13 Replies Latest reply on Jul 11, 2011 8:18 AM by mircea.markus

    question on deadlock detection

    yelin666

      I tried the deaklock detection, and it works effectively. However, I got the following questions:

      1. First, in a distributed environment like Infinispan, deadlock does not only happen in the case described in the article http://infinispan.blogspot.com/2009/07/increase-transactional-throughput-with.html (that's the traditional one when the lock is centralized). Also, when two transactions only got one conflicting key, it still could cause deadlock in a distributed environment when the the two updates are concurrent and the times are close enough. Currently, when deadlock is detected, one transaction proceeds while the other is rolled back. So when a number of keys are being updated and only 1 key gets conflict, the whole transaction is rolled back and lose the whole update. I am wondering, potentiall if it's possible at all, to let one transaction proceed first, and the other one follow sequentially and override the conflicting key? I understand it got enginnering complexity involved, but just want to check if it's possible.
      2. The current implementation uses the coin toss to pick which one to roll back according to the above article, is it possible to pick based on the time the update being invoked? If so and 1 is possible as well, can we let the later one override the earlier one?
      3. For deadlock detection, the default spinDuration is 100 ms. What's the minimum spingDuration I can set that would work effectively?

       

      Thanks in advance.

       

      Lin

        • 1. Re: question on deadlock detection
          an1310

          Hi Lin,

           

          It sounds like you might want to take a look at the "eagerLockSingleNode" and distributed executor framework.  The framework allows you to execute a task on a key's owner, so you can acquire local locks, which'll give you the sequential behavior you're looking for.

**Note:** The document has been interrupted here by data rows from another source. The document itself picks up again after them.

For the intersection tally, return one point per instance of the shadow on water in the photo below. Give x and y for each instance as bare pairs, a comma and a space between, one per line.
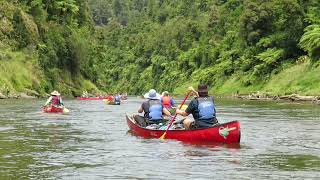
292, 162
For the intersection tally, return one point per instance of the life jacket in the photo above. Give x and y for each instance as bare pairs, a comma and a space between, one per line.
117, 100
166, 101
55, 100
206, 108
155, 110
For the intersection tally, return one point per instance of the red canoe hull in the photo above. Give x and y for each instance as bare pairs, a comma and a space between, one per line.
52, 109
92, 98
222, 133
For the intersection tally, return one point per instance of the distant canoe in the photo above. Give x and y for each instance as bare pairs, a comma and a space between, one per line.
93, 98
221, 133
53, 109
111, 102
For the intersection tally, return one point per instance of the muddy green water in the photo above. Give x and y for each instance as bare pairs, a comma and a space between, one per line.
279, 141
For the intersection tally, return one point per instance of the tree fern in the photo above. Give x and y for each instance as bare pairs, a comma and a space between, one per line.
310, 40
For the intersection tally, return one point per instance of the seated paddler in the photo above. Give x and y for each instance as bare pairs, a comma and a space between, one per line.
202, 108
153, 108
54, 99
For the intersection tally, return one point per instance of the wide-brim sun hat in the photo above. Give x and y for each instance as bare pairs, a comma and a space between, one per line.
165, 93
202, 88
152, 94
55, 93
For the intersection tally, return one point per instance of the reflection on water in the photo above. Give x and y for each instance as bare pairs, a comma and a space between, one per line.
279, 141
294, 162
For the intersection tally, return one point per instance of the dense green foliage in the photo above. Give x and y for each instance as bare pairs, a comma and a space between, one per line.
134, 45
166, 44
57, 36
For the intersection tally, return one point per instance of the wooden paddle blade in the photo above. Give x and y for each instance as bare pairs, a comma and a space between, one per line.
163, 136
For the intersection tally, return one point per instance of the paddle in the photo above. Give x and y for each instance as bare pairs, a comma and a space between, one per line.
174, 117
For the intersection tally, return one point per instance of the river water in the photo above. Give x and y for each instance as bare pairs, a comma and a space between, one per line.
279, 140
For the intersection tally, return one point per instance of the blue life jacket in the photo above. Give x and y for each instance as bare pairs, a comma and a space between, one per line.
117, 99
206, 108
155, 110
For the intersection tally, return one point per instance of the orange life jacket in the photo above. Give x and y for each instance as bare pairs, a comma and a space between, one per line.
166, 101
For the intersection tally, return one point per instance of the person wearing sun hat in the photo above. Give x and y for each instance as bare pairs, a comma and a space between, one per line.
167, 101
152, 108
54, 99
202, 108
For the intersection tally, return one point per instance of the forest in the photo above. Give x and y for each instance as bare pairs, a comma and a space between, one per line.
235, 46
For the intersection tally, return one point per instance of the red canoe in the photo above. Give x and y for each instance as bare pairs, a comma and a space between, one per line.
92, 98
222, 133
52, 109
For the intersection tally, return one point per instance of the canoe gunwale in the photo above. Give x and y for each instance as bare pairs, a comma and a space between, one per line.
226, 133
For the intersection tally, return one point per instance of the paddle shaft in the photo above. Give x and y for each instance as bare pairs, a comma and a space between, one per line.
174, 117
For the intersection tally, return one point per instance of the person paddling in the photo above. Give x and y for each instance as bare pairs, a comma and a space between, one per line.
167, 101
202, 109
153, 108
117, 99
54, 100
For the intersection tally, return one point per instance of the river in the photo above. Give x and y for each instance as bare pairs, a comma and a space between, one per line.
279, 140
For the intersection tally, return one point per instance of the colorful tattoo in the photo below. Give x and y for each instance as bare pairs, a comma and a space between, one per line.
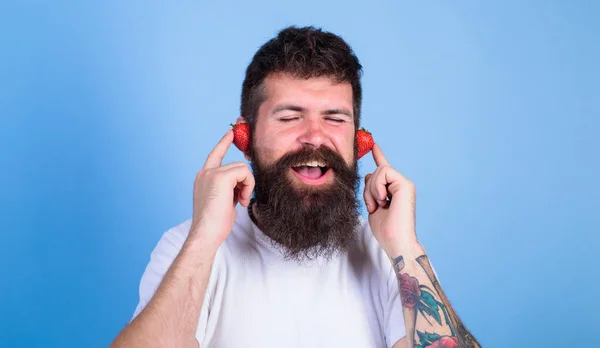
421, 301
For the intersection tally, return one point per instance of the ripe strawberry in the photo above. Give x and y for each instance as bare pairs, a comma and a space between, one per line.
241, 136
365, 142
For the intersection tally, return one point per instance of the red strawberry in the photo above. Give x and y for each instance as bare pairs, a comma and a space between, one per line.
241, 136
365, 142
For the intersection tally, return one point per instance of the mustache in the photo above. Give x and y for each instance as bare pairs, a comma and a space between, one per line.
322, 154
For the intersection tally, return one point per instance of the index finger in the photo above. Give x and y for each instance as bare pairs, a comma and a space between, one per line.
378, 156
215, 158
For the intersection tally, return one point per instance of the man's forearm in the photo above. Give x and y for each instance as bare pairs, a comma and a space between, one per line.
171, 318
428, 315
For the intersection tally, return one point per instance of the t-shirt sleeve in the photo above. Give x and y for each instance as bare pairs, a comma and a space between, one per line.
161, 258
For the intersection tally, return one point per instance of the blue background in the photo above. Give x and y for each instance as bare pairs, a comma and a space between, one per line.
108, 109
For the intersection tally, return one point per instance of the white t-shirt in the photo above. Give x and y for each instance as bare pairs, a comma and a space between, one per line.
256, 299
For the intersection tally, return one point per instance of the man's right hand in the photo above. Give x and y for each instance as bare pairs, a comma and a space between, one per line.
217, 190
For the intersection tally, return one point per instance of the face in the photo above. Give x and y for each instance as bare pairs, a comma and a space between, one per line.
305, 114
304, 166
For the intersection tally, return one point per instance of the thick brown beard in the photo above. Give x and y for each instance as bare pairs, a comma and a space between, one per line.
308, 222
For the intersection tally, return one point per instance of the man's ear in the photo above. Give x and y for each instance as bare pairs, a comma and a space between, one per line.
239, 120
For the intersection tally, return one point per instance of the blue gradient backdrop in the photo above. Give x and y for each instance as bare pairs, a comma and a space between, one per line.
108, 109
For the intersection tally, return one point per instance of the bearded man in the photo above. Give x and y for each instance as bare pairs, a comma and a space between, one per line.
278, 255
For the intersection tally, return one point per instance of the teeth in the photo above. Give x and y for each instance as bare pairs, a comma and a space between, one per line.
312, 164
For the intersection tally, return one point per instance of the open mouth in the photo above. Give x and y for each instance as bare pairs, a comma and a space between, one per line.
312, 172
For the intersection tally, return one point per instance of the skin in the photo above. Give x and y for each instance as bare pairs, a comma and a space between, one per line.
314, 112
304, 113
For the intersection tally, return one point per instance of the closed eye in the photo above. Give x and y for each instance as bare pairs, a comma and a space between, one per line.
288, 119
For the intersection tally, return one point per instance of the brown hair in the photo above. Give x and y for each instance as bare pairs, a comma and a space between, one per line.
303, 53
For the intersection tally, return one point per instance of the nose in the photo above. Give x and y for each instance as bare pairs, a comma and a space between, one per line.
312, 135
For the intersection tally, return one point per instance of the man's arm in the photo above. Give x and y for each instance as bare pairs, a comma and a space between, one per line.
430, 320
171, 317
428, 315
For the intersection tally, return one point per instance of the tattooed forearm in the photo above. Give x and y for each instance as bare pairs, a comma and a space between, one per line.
429, 318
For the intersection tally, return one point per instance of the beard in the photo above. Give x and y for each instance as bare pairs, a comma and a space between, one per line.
307, 221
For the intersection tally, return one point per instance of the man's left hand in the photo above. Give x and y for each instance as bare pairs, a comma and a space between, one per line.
391, 201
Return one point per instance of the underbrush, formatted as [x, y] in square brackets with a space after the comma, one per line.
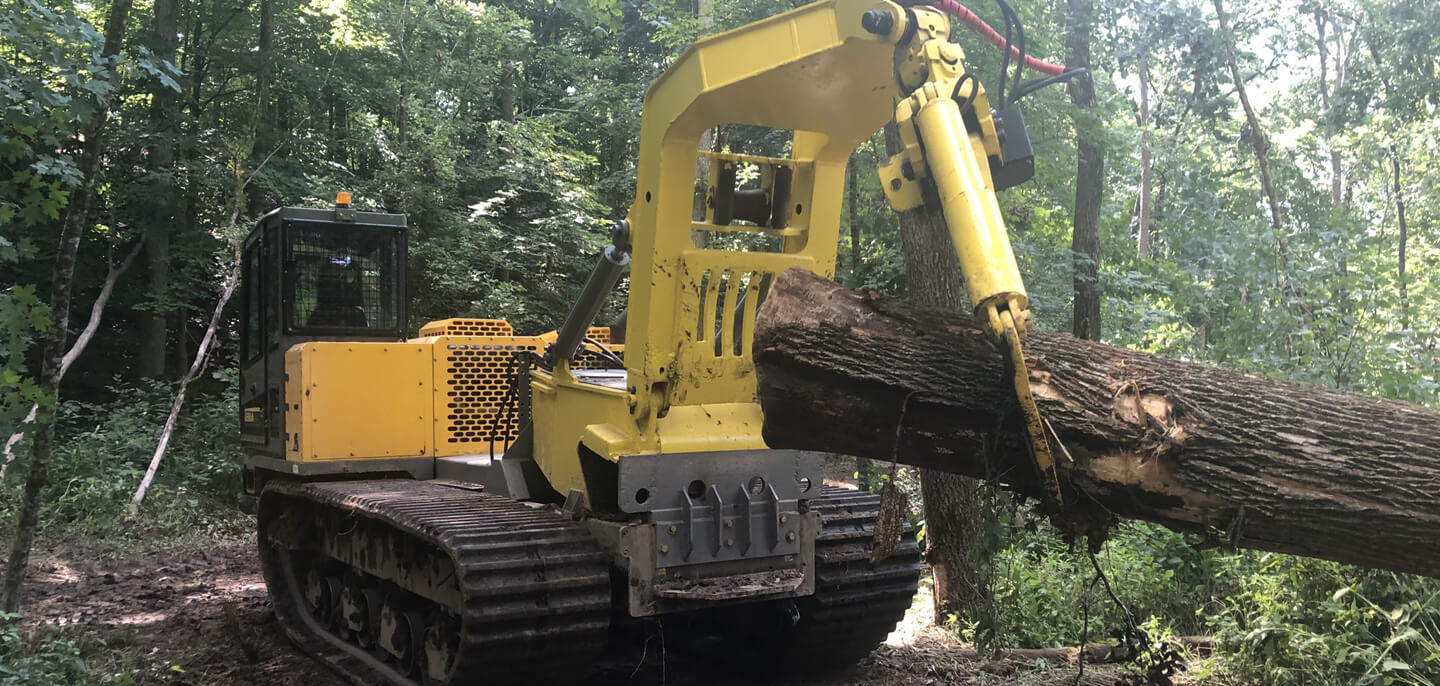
[101, 454]
[1273, 618]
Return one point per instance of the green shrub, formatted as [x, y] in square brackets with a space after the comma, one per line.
[1301, 621]
[102, 451]
[48, 660]
[1041, 585]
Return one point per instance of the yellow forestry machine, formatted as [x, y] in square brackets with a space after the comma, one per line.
[473, 505]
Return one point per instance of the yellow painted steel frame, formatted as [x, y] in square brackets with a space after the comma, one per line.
[814, 71]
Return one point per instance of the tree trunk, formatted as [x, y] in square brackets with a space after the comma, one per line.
[1089, 176]
[62, 278]
[196, 366]
[1257, 140]
[853, 211]
[851, 202]
[1400, 219]
[1272, 464]
[81, 342]
[954, 522]
[164, 108]
[1142, 237]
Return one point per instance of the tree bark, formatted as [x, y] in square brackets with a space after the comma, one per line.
[1400, 219]
[196, 366]
[1266, 463]
[1257, 140]
[1142, 237]
[162, 198]
[954, 522]
[62, 278]
[81, 342]
[1085, 241]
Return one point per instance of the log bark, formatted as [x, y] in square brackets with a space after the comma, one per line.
[1266, 463]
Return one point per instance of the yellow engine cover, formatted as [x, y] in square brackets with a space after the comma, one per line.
[352, 399]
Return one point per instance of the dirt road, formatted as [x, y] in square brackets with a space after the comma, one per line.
[202, 617]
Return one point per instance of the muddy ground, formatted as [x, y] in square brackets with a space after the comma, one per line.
[202, 617]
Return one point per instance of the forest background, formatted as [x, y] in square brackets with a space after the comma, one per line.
[1253, 183]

          • 2. Re: question on deadlock detection
            mircea.markus
            1. First, in a distributed environment like Infinispan, deadlock does not only happen in the case described in the articlehttp://infinispan.blogspot.com/2009/07/increase-transactional-throughput-with.html (that's the traditional one when the lock is centralized). Also, when two transactions only got one conflicting key, it still could cause deadlock in a distributed environment when the the two updates are concurrent and the times are close enough. Currently, when deadlock is detected, one transaction proceeds while the other is rolled back. So when a number of keys are being updated and only 1 key gets conflict, the whole transaction is rolled back and lose the whole update. I am wondering, potentiall if it's possible at all, to let one transaction proceed first, and the other one follow sequentially and override the conflicting key? I understand it got enginnering complexity involved, but just want to check if it's possible.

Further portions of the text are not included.